Beyond the platelet count: immature platelet fraction and thromboelastometry correlate with bleeding in patients with immune thrombocytopenia.
Academic Article
Overview
abstract
Platelet counts (PC) estimate bleeding risk in Immune Thrombocytopenia (ITP). We investigated whether measures of thromboelastometry and absolute immature platelet fraction (A-IPF) would correlate better with acute bleeding score (ABS) than PC or mean platelet volume (MPV). Simultaneous determination of ABS, complete blood count and thromboelastometry was performed in 141 ITP patients; 112 underwent A-IPF testing. Subgroup analyses were performed for paediatric subjects, PC <60 × 10(9) /l and <30 × 10(9) /l. PC significantly inversely correlated with ABS in all subjects, PC <30 × 10(9) /l and total paediatric cohort. MPV did not correlate with ABS in any subgroup.
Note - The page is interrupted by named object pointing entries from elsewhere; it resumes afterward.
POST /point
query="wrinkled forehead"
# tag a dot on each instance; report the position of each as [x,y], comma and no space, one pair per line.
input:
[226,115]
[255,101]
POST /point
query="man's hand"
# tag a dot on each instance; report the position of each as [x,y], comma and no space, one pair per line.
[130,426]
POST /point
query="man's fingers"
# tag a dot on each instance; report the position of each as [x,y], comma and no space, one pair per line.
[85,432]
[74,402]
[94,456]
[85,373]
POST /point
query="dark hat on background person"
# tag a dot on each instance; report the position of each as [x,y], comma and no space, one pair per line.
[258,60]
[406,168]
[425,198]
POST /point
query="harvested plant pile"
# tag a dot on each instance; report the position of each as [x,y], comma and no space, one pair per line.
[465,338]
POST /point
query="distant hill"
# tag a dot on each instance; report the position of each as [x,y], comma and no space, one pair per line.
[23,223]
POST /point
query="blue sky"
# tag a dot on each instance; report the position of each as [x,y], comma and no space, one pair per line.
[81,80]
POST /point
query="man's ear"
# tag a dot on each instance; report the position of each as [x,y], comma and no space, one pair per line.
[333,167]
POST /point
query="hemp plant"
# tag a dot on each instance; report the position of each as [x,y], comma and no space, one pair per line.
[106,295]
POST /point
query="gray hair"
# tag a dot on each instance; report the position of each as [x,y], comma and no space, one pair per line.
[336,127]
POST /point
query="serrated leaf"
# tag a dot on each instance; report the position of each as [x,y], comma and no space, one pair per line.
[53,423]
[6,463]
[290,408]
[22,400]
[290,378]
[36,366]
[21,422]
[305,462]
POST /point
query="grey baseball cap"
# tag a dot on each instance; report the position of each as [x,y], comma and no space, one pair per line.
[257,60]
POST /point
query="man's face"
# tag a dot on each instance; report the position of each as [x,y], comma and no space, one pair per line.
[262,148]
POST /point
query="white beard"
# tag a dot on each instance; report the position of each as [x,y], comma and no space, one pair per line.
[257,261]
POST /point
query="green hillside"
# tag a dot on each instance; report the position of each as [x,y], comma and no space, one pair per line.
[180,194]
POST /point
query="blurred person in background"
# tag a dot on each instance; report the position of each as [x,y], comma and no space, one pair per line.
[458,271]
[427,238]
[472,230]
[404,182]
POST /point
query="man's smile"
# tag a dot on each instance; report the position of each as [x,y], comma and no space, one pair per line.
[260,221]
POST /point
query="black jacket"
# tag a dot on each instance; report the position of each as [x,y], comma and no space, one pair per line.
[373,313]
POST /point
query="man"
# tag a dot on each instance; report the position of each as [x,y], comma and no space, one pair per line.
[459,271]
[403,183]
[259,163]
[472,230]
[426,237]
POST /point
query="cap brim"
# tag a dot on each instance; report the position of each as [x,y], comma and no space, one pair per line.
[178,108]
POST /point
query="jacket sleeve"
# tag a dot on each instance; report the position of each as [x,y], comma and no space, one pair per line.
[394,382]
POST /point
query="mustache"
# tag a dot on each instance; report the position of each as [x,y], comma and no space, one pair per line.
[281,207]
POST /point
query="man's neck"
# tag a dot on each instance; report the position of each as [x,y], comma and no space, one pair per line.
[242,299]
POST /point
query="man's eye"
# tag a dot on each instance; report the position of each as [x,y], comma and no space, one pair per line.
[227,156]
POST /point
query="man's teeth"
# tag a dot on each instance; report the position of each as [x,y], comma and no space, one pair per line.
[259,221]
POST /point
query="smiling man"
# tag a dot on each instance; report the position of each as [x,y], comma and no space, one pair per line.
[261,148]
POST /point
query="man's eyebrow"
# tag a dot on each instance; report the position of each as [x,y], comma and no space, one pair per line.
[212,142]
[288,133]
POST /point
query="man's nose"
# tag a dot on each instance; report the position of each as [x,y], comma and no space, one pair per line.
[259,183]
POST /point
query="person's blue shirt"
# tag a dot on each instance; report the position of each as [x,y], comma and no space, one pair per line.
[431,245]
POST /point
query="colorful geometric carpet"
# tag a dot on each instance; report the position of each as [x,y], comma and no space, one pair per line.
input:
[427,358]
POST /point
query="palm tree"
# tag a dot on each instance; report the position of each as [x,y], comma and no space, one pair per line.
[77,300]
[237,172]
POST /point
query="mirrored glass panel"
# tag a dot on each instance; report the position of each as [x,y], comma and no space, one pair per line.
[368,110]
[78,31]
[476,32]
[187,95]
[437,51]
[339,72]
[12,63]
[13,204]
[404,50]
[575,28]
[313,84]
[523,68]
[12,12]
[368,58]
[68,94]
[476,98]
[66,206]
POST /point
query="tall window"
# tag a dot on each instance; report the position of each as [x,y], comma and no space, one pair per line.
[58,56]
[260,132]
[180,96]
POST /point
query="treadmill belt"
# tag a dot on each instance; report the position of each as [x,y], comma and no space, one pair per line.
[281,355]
Thromboelastometry measures of clot firmness, but not PC, significantly correlated with ABS in all subjects with PC <60 × 10(9) /l, and children with PC <60 × 10(9) /l and <30 × 10(9) /l. A-IPF demonstrated stronger correlation with ABS than did PC among all subjects, those with PC <60 × 10(9) /l, all children and children with PC <30 × 10(9) /l (r = -0·37; r = -0·34; r = -0·44; r = -0·60) versus ABS with PC (r = -0·36; ns; r = -0·32; ns). Stronger correlations of both thromboelastometry measures of clot firmness and A-IPF than PC with ABS suggest factors beyond PC, i.e. related to platelet function, contribute to ITP bleeding pathophysiology. Thromboelastometry, A-IPF and ABS can be incorporated into routine or acute visits.